In LuCI I have "Memory Resource: default" which I assumed would result in a sane value for embedded devices. (This is one of those WRT3200ACMs with half a gig of RAM, so I'd expect the default to be well below what this device can handle.)

Just saw the config extract scrolling down and I didn't immediately see anything inconsistent with what man unbound.conf suggests for "settings that reduce memory usage"

       # example settings that reduce memory usage
       server:
            num-threads: 1
            outgoing-num-tcp: 1 # this limits TCP service, uses less buffers.
            incoming-num-tcp: 1
            outgoing-range: 60  # uses less memory, but less performance.
            msg-buffer-size: 8192   # note this limits service, 'no huge stuff'.
            msg-cache-size: 100k
            msg-cache-slabs: 1
            rrset-cache-size: 100k
            rrset-cache-slabs: 1
            infra-cache-numhosts: 200
            infra-cache-slabs: 1
            key-cache-size: 100k
            key-cache-slabs: 1
            neg-cache-size: 10k
            num-queries-per-thread: 30
            target-fetch-policy: "2 1 0 0 0 0"
            harden-large-queries: "yes"
            harden-short-bufsize: "yes"
1 Like

I created an issue in github, trying to cover all the bases:

1 Like

Do you have SSL upstream enabled? I noticed this RAM / memory leak issue only with SSL when unbound has to use TCP on forward servers. Without TLS, unbound uses regular UDP so memory use remained static.

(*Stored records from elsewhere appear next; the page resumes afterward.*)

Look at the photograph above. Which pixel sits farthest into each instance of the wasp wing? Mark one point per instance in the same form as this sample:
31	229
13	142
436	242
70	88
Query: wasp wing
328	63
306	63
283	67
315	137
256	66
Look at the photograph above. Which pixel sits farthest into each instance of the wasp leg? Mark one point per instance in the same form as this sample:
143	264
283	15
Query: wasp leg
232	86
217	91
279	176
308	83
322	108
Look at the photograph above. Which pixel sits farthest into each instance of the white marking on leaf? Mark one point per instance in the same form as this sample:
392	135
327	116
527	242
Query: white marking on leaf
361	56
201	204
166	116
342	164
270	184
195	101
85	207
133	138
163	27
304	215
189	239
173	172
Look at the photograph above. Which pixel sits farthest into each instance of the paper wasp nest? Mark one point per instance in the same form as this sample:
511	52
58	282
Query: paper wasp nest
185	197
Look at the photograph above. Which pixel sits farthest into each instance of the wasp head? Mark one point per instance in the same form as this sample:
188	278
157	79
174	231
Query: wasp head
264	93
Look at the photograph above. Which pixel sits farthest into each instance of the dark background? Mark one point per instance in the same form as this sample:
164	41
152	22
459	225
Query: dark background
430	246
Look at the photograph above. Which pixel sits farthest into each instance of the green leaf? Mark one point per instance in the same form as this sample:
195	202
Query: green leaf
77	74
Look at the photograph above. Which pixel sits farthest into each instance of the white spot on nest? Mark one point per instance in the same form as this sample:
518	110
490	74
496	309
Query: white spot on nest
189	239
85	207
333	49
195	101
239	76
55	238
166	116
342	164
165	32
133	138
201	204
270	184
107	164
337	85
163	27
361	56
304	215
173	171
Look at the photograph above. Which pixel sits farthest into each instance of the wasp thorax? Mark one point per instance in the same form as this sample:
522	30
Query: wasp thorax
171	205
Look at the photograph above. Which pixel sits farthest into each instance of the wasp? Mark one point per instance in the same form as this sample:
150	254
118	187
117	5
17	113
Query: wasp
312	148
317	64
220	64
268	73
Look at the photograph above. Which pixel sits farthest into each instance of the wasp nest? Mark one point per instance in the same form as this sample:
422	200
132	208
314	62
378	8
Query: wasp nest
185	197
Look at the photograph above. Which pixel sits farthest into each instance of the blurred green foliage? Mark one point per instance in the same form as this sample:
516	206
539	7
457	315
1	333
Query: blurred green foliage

Edit: I checked your github issue entry that saw that you have SSL upstream enabled. That is the culprit at least for my setup.

2 Likes

Further discussion to be managed in github, but quickly yes, we are seeing something with relationship to OpenSSL own buffer allocations.

3 Likes

Thanks @EricLuehrsen. Would you like it to be kept in this state to gather info later, or are you already able to reproduce it without too much effort?

If it's trivial for you to reproduce, I might throw in a cron job to restart unbound (or unbound-control reload if that frees the memory) as a workaround until you folks can come up with a better workaround or fix.

I don't mind keeping it in this state if it might help, there's probably another week before it becomes a problem again.

cron and possibly configuration tweaks to stretch the duration ... see github

For what it's worth, unbound-control reload don't release those leaked memory. Restarting it with /etc/init.d/unbound restart was more effective.

2 Likes

Resolved by PR #7112

2 Likes

The patch is now in the 18.06 snap show. I'm happy to report that unbound memory utilisation is stable with SSL upstream enabled.

Thanks @EricLuehrsen